No fue la única en demostrar valor: en España don Álvar Núñez Cabeza de Vaca, el indómito aventurero que había caminado América desde el Atlántico hasta el Pacífico y desde la Florida hasta Asunción, había sido condenado a la pérdida de su adelantazgo y no tenía por sus capitulaciones el derecho a nombrar sucesor.
Está vacante el título y se lo adjudica, el 22 de julio de 1547, el extremeño Juan de Sanabria, pariente de Hernán Cortés. Pero muere antes de emprender el viaje y le sucede en el título su hijo Diego, que no se dio prisa en embarcarse no obstante el impulso que a la empresa daba su madre, doña Mencia Calderón. Finalmente, ante la prolongación de la demora, la decidida doña Mencia zarpó en abril de 1550 solo acompañada de sus hijas mujeres y algunas doncellas que aspiraban a casarse con residentes en Asunción, además de varios marinos a cargo de la navegación. Uno de los pilotos de la expedición escribiría al príncipe Felipe: “[En las naves] venían cincuenta mujeres casaderas y doncellas para poblar la tierra. Mandaba Vuestra Alteza, por su Consejo Real de Indias, que trajera esta gente y señoras y las mujeres doncellas al Río de la Plata y las entregase todas al gobernador”.
☛ Título: El ADN argentino
☛ Autor: Pacho O’Donnell
☛ Editorial: Sudamericana
Datos del autor
Escritor, historiador, dramaturgo y médico psicoanalista.
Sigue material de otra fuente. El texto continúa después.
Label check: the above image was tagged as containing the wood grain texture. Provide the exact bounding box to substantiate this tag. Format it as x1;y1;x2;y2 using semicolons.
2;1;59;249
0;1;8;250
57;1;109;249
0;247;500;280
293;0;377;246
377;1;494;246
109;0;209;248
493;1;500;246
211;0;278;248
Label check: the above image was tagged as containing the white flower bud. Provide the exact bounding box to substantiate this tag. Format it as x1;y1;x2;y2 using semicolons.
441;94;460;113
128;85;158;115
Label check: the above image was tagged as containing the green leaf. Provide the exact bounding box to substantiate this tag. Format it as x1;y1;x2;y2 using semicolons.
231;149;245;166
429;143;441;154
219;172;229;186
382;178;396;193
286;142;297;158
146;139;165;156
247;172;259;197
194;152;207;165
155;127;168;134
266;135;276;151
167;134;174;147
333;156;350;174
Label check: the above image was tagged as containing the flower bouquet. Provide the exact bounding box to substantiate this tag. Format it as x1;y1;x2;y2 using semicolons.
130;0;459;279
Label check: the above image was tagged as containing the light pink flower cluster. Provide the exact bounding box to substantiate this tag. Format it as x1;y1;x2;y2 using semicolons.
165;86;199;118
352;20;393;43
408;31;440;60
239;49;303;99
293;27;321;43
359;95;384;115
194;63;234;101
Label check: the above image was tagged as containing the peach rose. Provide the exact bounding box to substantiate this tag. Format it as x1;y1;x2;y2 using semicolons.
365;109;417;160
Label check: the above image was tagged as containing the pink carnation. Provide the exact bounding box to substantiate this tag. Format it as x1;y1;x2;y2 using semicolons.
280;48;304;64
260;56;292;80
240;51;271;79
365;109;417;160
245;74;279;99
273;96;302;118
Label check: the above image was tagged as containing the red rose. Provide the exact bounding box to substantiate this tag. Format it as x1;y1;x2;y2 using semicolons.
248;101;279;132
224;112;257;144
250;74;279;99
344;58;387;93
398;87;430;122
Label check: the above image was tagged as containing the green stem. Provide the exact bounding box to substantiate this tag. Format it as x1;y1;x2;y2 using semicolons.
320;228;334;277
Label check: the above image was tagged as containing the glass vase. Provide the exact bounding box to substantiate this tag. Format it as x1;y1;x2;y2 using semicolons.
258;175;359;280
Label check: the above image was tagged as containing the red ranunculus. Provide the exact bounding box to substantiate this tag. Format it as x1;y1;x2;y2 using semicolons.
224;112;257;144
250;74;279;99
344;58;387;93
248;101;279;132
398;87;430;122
En su práctica clínica como psicoanalista es uno de los referentes de la escuela grupal argentina, basada en los desarrollos de Sigmund Freud y de Enrique Pichon-Rivière, que incluyó el trabajo con personas mayores.
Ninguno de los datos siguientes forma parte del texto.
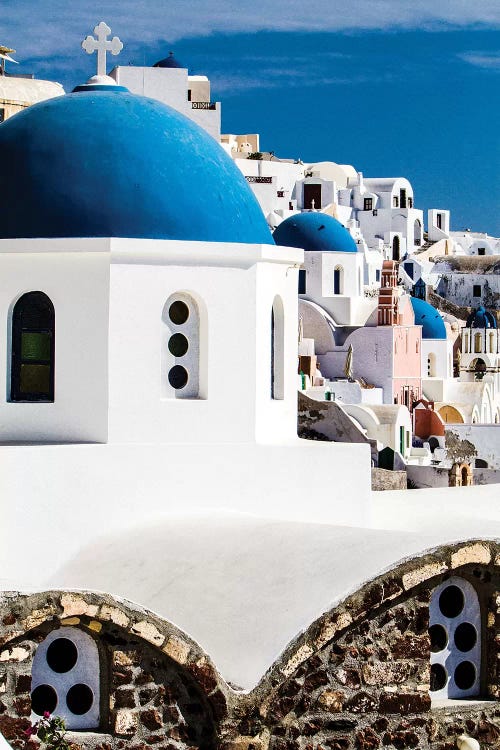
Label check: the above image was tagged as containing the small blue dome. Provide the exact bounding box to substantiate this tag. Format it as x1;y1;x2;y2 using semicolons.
0;86;274;244
465;305;497;328
410;297;446;339
153;52;184;68
273;211;357;253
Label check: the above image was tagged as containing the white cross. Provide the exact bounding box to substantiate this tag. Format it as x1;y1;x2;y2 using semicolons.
82;21;123;76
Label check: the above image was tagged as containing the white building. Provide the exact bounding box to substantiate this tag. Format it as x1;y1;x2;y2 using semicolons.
110;52;221;141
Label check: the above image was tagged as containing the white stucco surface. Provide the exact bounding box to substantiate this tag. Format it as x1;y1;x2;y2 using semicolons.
40;500;500;689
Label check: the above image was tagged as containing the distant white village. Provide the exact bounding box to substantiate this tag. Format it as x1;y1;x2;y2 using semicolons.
0;35;500;487
0;22;500;750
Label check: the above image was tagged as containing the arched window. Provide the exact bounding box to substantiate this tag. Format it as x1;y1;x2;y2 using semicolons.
161;292;206;399
427;352;436;378
31;627;100;729
392;234;401;260
10;292;55;401
429;576;481;699
413;219;422;246
271;296;285;401
333;266;344;294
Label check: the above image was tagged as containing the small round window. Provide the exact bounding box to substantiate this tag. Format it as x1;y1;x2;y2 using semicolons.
168;365;189;390
168;299;189;326
168;333;189;357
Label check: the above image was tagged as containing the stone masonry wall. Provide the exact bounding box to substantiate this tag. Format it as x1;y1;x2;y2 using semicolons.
0;594;225;750
227;544;500;750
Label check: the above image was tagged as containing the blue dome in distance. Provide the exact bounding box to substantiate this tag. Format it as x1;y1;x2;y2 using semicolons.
410;297;446;339
465;305;497;328
0;85;274;244
273;211;357;253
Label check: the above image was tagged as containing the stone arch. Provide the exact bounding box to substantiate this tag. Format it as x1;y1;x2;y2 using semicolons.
258;540;500;748
0;591;224;750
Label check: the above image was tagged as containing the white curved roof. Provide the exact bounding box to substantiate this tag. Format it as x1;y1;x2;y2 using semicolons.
0;76;64;104
363;177;412;193
44;494;500;689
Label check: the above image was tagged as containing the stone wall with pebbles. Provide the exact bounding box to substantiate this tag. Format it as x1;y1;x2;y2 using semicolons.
235;542;500;750
0;592;227;750
0;541;500;750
Fue miembro titular de la International Association of Group Psychotherapy y de la Sociedad Española de Psicología y Terapia de Grupo. Fundó la Escuela Argentina de Psicología Operativa.
Es director del Departamento de Historia de la Universidad de Ciencias Empresariales y Sociales (UCES), vicepresidente honorario de la Comisión de Homenaje a la Vuelta de Obligado y fue dos veces presidente del Instituto Nacional de Revisionismo Histórico Argentino e Iberoamericano Manuel Dorrego antes de su renuncia.